En el camino de vuelta, Jan pasó de casualidad por la tienda de Van Hoeven, nuestro proveedor de patatas, y le contó lo del robo.
-Ya estoy enterado -contestó Van Hoeven, como quien no quiere la cosa-. Anoche pasábamos con mi mujer por su edificio y vimos un hueco en la puerta. Mi mujer quiso que siguiéramos andando, pero yo miré con la linterna, y seguro que entonces los ladrones se largaron. Por las dudas, no llamé a la Policía; en el caso de ustedes, preferí no hacerlo. Yo no sé nada, claro, pero tengo mis sospechas.
Jan le agradeció y se marchó. Seguro que Van Hoeven sospecha que estamos aquí escondidos, porque siempre trae las patatas des­pués de las doce y media y nunca después de la una y media. ¡Buen tipo!
Cuando Jan se fue y nosotras acabamos de fregar los platos, se había hecho la una. Los ocho nos fuimos a dormir. A las tres me­nos cuarto me desperté y vi que el señor Dussel ya había desapa­recido. Por pura casualidad, en el cuarto de baño me encontré, semidormida, con Peter, que acababa de bajar. Quedamos en vernos abajo. Me arreglé un poco y bajé.
-¿Aún te atreves a ir al desván de delante? -me preguntó. Dije que sí, cogí mi almohada envuelta en una tela y nos fuimos al des­ván de delante. Hacía un tiempo maravilloso, y al poco rato sona­ron las sirenas, pero nos quedamos donde estábamos. Peter me puso un brazo al hombro, yo hice lo mismo y así nos quedamos, abrazados, esperando tranquilamente hasta que a las cuatro nos vino a buscar Margot para merendar.
Comimos un bocadillo, tomamos limonada y estuvimos bro­meando, lo que por suerte era posible otra vez, y por lo demás todo normal. Por la noche agradecí a Peter por ser el más valiente de todos.

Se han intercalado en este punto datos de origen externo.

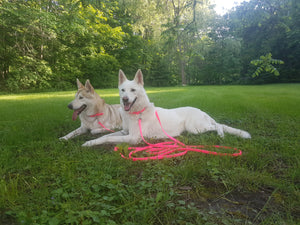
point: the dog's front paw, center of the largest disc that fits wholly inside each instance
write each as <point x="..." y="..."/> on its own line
<point x="63" y="138"/>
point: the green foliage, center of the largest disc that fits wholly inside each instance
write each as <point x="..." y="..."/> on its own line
<point x="265" y="64"/>
<point x="47" y="181"/>
<point x="28" y="73"/>
<point x="173" y="42"/>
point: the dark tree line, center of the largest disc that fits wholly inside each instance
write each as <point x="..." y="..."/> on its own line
<point x="46" y="44"/>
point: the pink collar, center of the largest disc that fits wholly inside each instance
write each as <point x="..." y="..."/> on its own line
<point x="138" y="112"/>
<point x="100" y="114"/>
<point x="97" y="114"/>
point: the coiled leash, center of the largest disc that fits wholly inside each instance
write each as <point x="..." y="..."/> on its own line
<point x="170" y="149"/>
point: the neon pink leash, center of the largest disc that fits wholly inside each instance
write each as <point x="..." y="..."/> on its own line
<point x="171" y="149"/>
<point x="100" y="114"/>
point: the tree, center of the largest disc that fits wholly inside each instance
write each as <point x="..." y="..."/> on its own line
<point x="265" y="64"/>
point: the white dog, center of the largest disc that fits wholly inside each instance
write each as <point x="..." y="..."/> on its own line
<point x="136" y="105"/>
<point x="95" y="115"/>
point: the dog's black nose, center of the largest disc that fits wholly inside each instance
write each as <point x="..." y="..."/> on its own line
<point x="125" y="99"/>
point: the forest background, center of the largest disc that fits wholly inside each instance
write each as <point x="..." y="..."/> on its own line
<point x="47" y="44"/>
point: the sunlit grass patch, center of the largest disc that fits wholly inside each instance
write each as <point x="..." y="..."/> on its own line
<point x="47" y="181"/>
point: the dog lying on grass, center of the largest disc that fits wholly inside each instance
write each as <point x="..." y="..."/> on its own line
<point x="136" y="105"/>
<point x="95" y="115"/>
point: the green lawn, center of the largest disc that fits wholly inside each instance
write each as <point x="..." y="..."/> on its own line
<point x="47" y="181"/>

Ninguno de nosotros ha pasado jamás por un peligro tan grande como el que pasamos esa noche. Dios nos protegió una enormidad, figúrate: la Policía delante de la puerta del escondite, la luz del descansillo encendida, ¡y nosotros aun así pasamos inad­vertidos! «¡Estamos perdidos!», dije entonces en voz baja, pero otra vez nos hemos salvado. Si llega la invasión y las bombas, cada uno podrá defenderse a sí mismo, pero esta vez el miedo era por los buenos e inocentes cristianos.
«iEstamos salvados, sigue salvándonos!» Es lo único que pode­mos decir.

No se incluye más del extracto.